Loyd’s comments come on the heels of a report issued by the National Oceanic and Atmospheric Administration analyzing data going back to 1895. Oregon, Montana and Florida experienced a record year of warmth as well, according to the agency. Idaho, California and Alaska had their second warmest year (see https://www.ncdc.noaa.gov/sotc/).
Much of the boost in the Pacific Northwest came during an unprecedented heat wave in June, when temperatures in many locations ran roughly 25 degrees above normal. February, March, July and October also saw warmer-than-usual temperatures, said Loyd, who monitors weather data for WSU’s AgWeatherNet, a network of 171 weather stations statewide.
“The consistency of abnormal warmth throughout the year was remarkable,” he said.
A super-charged El Nino weather pattern and a persistent “monster ridge” of high pressure parked over the Pacific Northwest were big contributors, he explained.
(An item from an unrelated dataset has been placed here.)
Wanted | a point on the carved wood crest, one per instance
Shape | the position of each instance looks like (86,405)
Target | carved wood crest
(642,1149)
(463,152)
The high-altitude ridge blocked cooler and wetter weather from entering the region. At the same time, El Nino, a natural, periodic warming of the equatorial Pacific Ocean that releases heat into the atmosphere, brought more heat and dryness.
“Although El Nino typically brings rainfall to central and southern California, it can result in warmer weather and less precipitation across the Pacific Northwest,” said Loyd.
A ray of good news as we enter 2016: A recent parade of storms over the Cascade Mountain Range has dumped enough snow to significantly curb drought conditions that plagued the region in 2015.
“In one month, the amount of snow that fell is higher than what we got all of last winter,” Loyd explained.